From Casa Cervantes, head towards the Church of San Juan Bautista. You’ll see the bell tower of the church from all over town and the church sits on Plaza de la Constitucion, a pretty square under the walls of the old town.
Unfortunately the church was closed when we arrived (the schedule said that it was open mornings from 10 to 13:30… but that wasn’t the case on this day)
As mentioned above, the church sits on Plaza de la Constitucion on one side with the impressive city walls (they date back to the 13th century) on the other side of the square.
From here, go through the old gate in the wall (the Portón Antiguo). You are now within the walls of the old Muslim city (La Medina) which, as you’ll see, is characterized by the typical winding and narrow streets of the Moors.
Follow Calle Real Villa, a small street lined with white walls and flowers.
Continuing up, the street will eventually bring you just below the Iglesia de Santa Maria la Mayor (Church of Santa Maria Our Lady of the Incarnation).
Iglesia de Santa Maria la Mayor is a church and a museum (dedicated to Samana Santa). But the main highlight are the great views of the town below and the Alcabaza up above.
From here you have 2 options: you can go to the city museum (MUVEL). But we didn’t want to visit a museum on this day and we were starting to run out of time (siesta was fast approaching) so we headed straight for the Alcazaba which is a short walk up from the church.
There’s not much left of this Moorish fortress built in the 10th century. Many think that the fortress was built to defend the city – in fact it was built to intimidate and control the local population. It was only with time, and as the population became “Moorish”, that the fort became viewed more as a symbol of protection rather than oppression.

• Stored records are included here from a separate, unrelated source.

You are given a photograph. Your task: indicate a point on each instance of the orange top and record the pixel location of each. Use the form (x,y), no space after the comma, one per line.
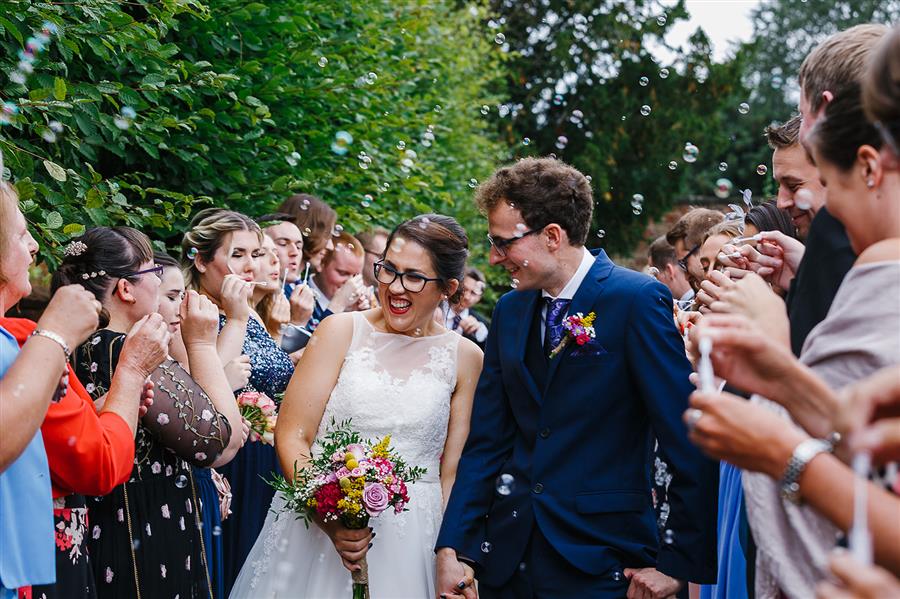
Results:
(88,453)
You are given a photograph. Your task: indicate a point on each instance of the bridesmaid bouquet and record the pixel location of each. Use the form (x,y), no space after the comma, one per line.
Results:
(261,412)
(350,480)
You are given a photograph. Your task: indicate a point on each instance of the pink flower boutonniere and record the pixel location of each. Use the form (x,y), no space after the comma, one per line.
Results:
(579,328)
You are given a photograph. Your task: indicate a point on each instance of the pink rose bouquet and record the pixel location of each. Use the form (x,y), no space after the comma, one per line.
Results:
(351,480)
(261,412)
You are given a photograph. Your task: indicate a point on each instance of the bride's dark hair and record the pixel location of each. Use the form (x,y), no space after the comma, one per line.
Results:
(446,243)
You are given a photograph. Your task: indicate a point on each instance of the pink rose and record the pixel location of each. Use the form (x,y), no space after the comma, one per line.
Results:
(375,498)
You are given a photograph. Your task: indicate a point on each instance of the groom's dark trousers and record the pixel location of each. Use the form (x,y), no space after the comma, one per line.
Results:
(576,433)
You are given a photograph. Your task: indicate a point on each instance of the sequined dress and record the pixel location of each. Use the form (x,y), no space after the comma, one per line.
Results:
(144,537)
(388,384)
(255,462)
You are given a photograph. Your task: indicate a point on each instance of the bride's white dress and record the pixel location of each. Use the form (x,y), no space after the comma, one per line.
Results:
(388,384)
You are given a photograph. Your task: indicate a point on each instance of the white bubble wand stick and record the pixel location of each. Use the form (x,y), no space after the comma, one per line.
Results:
(859,538)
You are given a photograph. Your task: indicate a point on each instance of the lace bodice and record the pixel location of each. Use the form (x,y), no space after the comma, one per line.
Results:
(396,385)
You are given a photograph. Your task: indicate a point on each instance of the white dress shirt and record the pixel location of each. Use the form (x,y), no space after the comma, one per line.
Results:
(568,292)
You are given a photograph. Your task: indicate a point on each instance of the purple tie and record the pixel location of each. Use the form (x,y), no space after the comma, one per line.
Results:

There’s little left of the original fortress and much of what is in place today has been reconstructed. Still, going up the tower gives you the highest vantage points of the city.
The last highlight on our list was the Ermita de la Virgen de Los Remedios. Located on a hill (Cerro de San Cristobal) south of the Alcazaba, it is the 2nd highest point in the city (you can see it on the photo above, on the left side).
The hill is surrounded by walking paths, viewpoints and beautifully-sculpted gardens. But, unsurprisingly, the church was closed for siesta when we arrived (this post shows you what the interior of Ermita de la Virgen de Los Remedios looks like).
At the very top of the hill is the church, an auditorium (where they hold concerts and plays), and the above lookout to La Maroma, the highest mountain in Malaga province [I’ve previously hiked La Maroma, it is stunning].
That ended our day of sightseeing. From the hill we walked back into town and to the bus station (about 20 minutes).
As I said above, we spent about 4 hours in Vélez-Málaga and were impressed by the highlights and the general appearance of the city. It’s a place worth visiting.
Getting to Vélez-Málaga. Although the largest city in Malaga province east of Malaga, getting here means taking a bus from Torre del Mar. Thankfully that’s easy – buses leave approximately every 15 minutes. Coming and going we had no issues (unlike many of the inland cities and towns on the Costa del Sol which have irregular public transport).
Staying overnight. It’s totally worth staying a night in Vélez-Málaga if you want to take your time to visit all the sights (including some of the museums which we didn’t have time to explore). Hotel that was recommended to us: Hotel Palacio Blanco.